Precedent: United States v. Microsoft
In 2001, the federal government of the United States sued Microsoft Corporation for anticompetitive business practices (Martinez). Microsoft made its expensively-developed applications an essential and exclusive component of its computers (Martinez). The Supreme Court of the United States ruled that this created an unreasonable barrier to entry for those attempting to create rival operating systems (U.S. V. Microsoft). This case is now considered a landmark case because prior to it, the technology sphere had been subject to minimal federal regulations. The Microsoft case was dominated by arguments about “viable alternatives,” “market share,” and “barriers to entry” for competitors. These arguments apply similarly to Facebook and Google. They both represent significant majorities in their respective markets, position their own content above rival content, and benefit from networks unimaginable to current start-ups. This case demonstrates that there is recent precedent for the notion that sufficiently anticompetitive industries are fair game for federal regulators.
Due to the aforementioned arguments, the FTC should break up Facebook and Google into independent companies constituting no more than 25 percent market dominance. Breaking up these companies is the best solution because the root cause of the harmful network effects, anticompetitive acquisitions, and unfair use of proprietary marketplaces is the sheer size of these companies. The leverage over consumers, rivals, and government regulators implicit in controlling over 50 percent of any market is dangerous to a free market.
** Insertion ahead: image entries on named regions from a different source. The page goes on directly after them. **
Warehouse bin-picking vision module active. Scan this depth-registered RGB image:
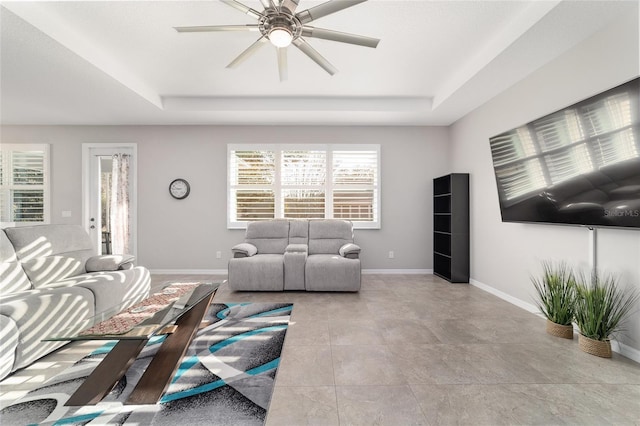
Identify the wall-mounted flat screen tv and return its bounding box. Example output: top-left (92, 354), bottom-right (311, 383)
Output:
top-left (489, 78), bottom-right (640, 229)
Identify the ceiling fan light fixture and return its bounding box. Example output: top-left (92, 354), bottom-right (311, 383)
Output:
top-left (269, 27), bottom-right (293, 47)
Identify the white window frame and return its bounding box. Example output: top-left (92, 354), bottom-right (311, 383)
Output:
top-left (0, 143), bottom-right (51, 227)
top-left (227, 144), bottom-right (382, 229)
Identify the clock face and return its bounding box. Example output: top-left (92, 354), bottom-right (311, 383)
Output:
top-left (169, 179), bottom-right (191, 200)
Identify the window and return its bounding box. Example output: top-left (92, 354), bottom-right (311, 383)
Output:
top-left (0, 144), bottom-right (49, 226)
top-left (227, 145), bottom-right (380, 228)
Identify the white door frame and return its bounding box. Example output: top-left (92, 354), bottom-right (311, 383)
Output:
top-left (82, 143), bottom-right (138, 257)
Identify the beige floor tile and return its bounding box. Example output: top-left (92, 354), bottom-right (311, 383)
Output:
top-left (329, 319), bottom-right (384, 346)
top-left (411, 384), bottom-right (640, 425)
top-left (276, 345), bottom-right (335, 386)
top-left (286, 320), bottom-right (331, 346)
top-left (331, 345), bottom-right (407, 386)
top-left (5, 274), bottom-right (640, 426)
top-left (266, 386), bottom-right (340, 426)
top-left (336, 385), bottom-right (427, 426)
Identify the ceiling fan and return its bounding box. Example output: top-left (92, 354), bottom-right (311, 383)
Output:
top-left (175, 0), bottom-right (380, 81)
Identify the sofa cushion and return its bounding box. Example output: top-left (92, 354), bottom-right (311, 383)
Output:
top-left (5, 225), bottom-right (94, 288)
top-left (339, 243), bottom-right (360, 259)
top-left (309, 219), bottom-right (353, 255)
top-left (0, 315), bottom-right (20, 377)
top-left (289, 220), bottom-right (309, 244)
top-left (304, 254), bottom-right (361, 291)
top-left (56, 266), bottom-right (150, 313)
top-left (229, 254), bottom-right (284, 291)
top-left (245, 219), bottom-right (289, 254)
top-left (0, 287), bottom-right (95, 370)
top-left (0, 230), bottom-right (31, 294)
top-left (231, 243), bottom-right (258, 257)
top-left (84, 254), bottom-right (135, 272)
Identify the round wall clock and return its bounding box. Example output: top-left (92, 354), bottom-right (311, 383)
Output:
top-left (169, 178), bottom-right (191, 200)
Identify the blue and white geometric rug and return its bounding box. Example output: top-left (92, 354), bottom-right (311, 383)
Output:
top-left (0, 303), bottom-right (293, 426)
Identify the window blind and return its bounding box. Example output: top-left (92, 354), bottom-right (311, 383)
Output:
top-left (0, 144), bottom-right (49, 223)
top-left (228, 144), bottom-right (380, 228)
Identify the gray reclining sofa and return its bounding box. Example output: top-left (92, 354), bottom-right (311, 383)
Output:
top-left (0, 225), bottom-right (151, 379)
top-left (228, 219), bottom-right (361, 292)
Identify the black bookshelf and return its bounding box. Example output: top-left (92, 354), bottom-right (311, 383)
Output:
top-left (433, 173), bottom-right (469, 283)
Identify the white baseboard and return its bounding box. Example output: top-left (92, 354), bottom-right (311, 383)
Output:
top-left (469, 278), bottom-right (540, 314)
top-left (469, 279), bottom-right (640, 363)
top-left (151, 269), bottom-right (228, 275)
top-left (151, 269), bottom-right (433, 275)
top-left (362, 269), bottom-right (433, 275)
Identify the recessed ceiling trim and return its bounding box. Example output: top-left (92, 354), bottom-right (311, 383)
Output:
top-left (433, 0), bottom-right (562, 110)
top-left (2, 2), bottom-right (162, 108)
top-left (162, 96), bottom-right (432, 112)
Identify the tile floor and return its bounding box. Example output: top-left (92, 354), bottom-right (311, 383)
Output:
top-left (0, 275), bottom-right (640, 426)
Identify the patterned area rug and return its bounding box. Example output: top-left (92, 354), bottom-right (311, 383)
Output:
top-left (0, 303), bottom-right (293, 426)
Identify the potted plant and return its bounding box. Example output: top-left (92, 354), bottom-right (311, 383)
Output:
top-left (531, 261), bottom-right (576, 339)
top-left (575, 273), bottom-right (640, 358)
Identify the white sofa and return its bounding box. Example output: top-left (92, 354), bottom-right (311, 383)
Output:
top-left (228, 219), bottom-right (361, 292)
top-left (0, 225), bottom-right (151, 379)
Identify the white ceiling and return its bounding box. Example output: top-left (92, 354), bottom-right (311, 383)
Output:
top-left (0, 0), bottom-right (638, 125)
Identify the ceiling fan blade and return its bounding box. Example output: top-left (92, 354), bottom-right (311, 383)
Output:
top-left (227, 36), bottom-right (269, 68)
top-left (260, 0), bottom-right (278, 10)
top-left (296, 0), bottom-right (367, 24)
top-left (280, 0), bottom-right (300, 15)
top-left (220, 0), bottom-right (262, 19)
top-left (302, 26), bottom-right (380, 48)
top-left (278, 47), bottom-right (289, 81)
top-left (173, 24), bottom-right (260, 33)
top-left (293, 37), bottom-right (338, 75)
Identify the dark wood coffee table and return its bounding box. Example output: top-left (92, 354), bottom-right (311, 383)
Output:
top-left (46, 283), bottom-right (221, 406)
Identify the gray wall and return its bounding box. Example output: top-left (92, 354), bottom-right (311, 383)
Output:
top-left (2, 126), bottom-right (450, 271)
top-left (451, 12), bottom-right (640, 350)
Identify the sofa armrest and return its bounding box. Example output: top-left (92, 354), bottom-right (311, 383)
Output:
top-left (84, 254), bottom-right (135, 272)
top-left (284, 244), bottom-right (309, 253)
top-left (231, 243), bottom-right (258, 258)
top-left (339, 243), bottom-right (360, 259)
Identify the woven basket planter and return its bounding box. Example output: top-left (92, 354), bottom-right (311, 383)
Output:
top-left (578, 334), bottom-right (611, 358)
top-left (547, 320), bottom-right (573, 339)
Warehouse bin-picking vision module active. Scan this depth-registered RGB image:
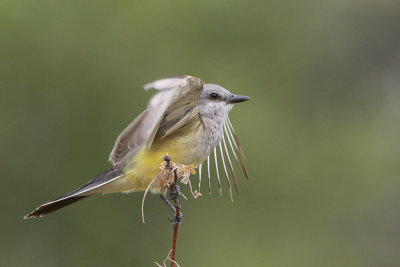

The success of these two massive corporations must not be considered before fair market competition is ensured. The FTC must establish an antitrust tradition of the 21st century based on the Microsoft case. This will make clear the parameters for market competition, so that emerging industries of the future are not subject to the same levels of market dominance by few competitors. The FTC would benefit from ensuring that the core duties with which it is tasked are met, and the United States would benefit from a business atmosphere friendlier to innovators and newcomers. The social media and search engine sphere were pioneered by people Mark Zuckerberg, Larry Page, and Sergey Brin. Ironically, it is doubtful that these men could have changed the world the way they did if the big tech sphere had been as anticompetitive as it is now.